Creating a new Kubeflow notebook
To create a new Kubeflow notebook, you will need to provide a name, select a development environment, and make a few architectural decisions. All of these are explained below.
Notebook options
Always check on the top left corner of the KubeFlow Dashboard that you are creating resources in the correct namespace.
Name
Choose a name for the notebook that makes sense for your organisation and workflow. Notebook names must be unique within a Kubeflow cluster.
Development environment
For the notebook development environment, choose from the following options:
-
Jupyter Lab, the renowned IPython Notebook environment. For most users, we recommend starting here.
-
VisualStudio Code, an IDE environment with support for Jupyter notebooks. Recommended for more advanced users looking at working wider than Jupyter notebooks, or people who use VScode regularly and are familiar with it.
-
RStudio, the first party development IDE and ecosystem for the R language. If you’re someone who prefers R over Python, this is the choice for you!
If you can’t find what you’re looking for or are the type of person who brings their own IDE, you’re also welcome to pull a custom container. Please ensure they meet the Kubeflow container image requirements listed here.
CPU / RAM
When creating a new notebook, you must specify the resources you want it to use in your cluster. The fields are:
- Minimum CPU: The scale-down utilisation of your notebook in CPU cores
- Maximum CPU: The scale up utilisation of your notebook in CPU cores, up to the core limit of your chosen Kubeflow cluster size (by default this is 120% of minimum CPU)
- Minimum Memory Gi: The minimum memory (in Gibibytes) your notebook can utilise
- Maximum Memory Gi: the maximum memory (in Gibibytes) your notebook can utilise, up to the RAM limit of your chosen Kubeflow cluster size (by default this is 120% of minimum memory)
GPUs
GPU support coming soon Please leave all GPU-related fields on the notebook setup page blank to prevent issues with your notebook server being created. Kubeflow will also warn you if you try to add a GPU.
The Civo machine learning Kubeflow service runs a standard Kubeflow installation on your cluster, displaying all Kubeflow notebook option fields.
GPUs are not yet available on Civo, meaning that though GPU options are displayed, any values entered into these fields will prevent the notebook from starting.
GPU support is under development and this documentation will be updated to reflect the available options.
Workspace volume
You can specify a workspace volume (new or existing) to be mounted as a PVC Volume on your home directory.

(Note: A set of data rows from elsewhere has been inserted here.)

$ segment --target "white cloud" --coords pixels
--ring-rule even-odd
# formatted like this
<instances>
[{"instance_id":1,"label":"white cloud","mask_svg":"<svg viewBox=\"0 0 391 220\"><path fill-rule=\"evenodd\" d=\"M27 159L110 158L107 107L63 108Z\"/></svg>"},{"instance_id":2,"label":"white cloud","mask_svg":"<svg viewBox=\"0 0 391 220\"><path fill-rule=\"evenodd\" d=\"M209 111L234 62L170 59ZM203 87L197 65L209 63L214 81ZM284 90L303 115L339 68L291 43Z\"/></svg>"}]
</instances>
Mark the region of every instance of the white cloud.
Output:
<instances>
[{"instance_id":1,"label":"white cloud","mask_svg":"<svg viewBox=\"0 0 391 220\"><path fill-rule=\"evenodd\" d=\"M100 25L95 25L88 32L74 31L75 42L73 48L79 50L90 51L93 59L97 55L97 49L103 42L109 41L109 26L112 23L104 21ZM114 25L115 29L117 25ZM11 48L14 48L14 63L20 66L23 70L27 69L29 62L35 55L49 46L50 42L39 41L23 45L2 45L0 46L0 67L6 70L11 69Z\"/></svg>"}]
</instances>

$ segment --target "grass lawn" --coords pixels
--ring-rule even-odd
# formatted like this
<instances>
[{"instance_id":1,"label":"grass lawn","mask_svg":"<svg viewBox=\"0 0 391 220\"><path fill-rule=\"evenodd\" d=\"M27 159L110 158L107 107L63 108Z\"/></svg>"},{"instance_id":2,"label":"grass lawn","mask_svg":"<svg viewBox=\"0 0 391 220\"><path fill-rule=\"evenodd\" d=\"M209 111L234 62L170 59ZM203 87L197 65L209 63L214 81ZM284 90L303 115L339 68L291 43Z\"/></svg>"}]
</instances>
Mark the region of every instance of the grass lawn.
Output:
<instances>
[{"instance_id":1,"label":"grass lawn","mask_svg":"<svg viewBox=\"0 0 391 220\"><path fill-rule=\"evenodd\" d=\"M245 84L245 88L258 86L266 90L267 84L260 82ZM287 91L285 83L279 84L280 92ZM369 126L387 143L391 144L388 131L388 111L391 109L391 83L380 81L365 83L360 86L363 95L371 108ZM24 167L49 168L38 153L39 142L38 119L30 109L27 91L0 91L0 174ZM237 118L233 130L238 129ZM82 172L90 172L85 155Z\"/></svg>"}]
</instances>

A StatefulSet assigns unique identifiers to each pod and allows you to easily store and track data in a persistent data volume. However, an important thing to remember is that this is a completely separate Kubernetes entity and has an independent lifecycle from the cluster's pods.
The persistent data volume is connected to a particular pod by a Persistent Volume Claim (PVC). These allow a user to consume abstract storage resources. In the case that you delete the notebook server, the data still persists in the persistent data volume assigned to that pod and if a new notebook server is created, it would be able to access the same data from the same persistent data volume.
Data volume
You can specify one or more data volumes (new or existing) to be mounted as PVC Volumes.
Configurations
Configurations is a way to inject common data (environment variables, volumes) into notebooks. These can describe additional runtime requirements to be injected into the Pod at creation time.
Affinity / Tolerations
You can also specify affinity and tolerations for the notebook server as described in the Kubernetes documentation.
Shared Memory
Notebooks also allow you to enable shared memory. Common machine learning frameworks usually have methods that allow you to use shared memory, for example the torch.multiprocessing
or torch.Tensor.share_memory_()
APIs which heavily rely on the usage of shared memory.
Creating your Notebook
When you are satisfied with your initial notebook configuration, you can click "Create" and be directed to its dashboard page. It will take some moments to become active, and you will be shown when it builds:
While the notebook is being created:
- Kubeflow first creates a StatefulSet in which the pods for the Notebook Server will be created
- A pod is created for our Notebook Server, which is where the code runs
- A dedicated Persistent Volume Claim is attached to this pod which is where the home directory when using the notebook server resides
- The Notebook Server uses the image specified, and starts a container in the pod
Accessing your Notebook Server
Once your notebook server instance is running, you will be able to connect to it using the Connect button.
The Notebook ServiceAccount
When you create a new notebook Kubeflow by default assigns that Notebook pod the default-editor
Kubernetes ServiceAccount. This is a highly privileged account and this also allows you to run kubectl
inside the notebook server without providing additional authentication.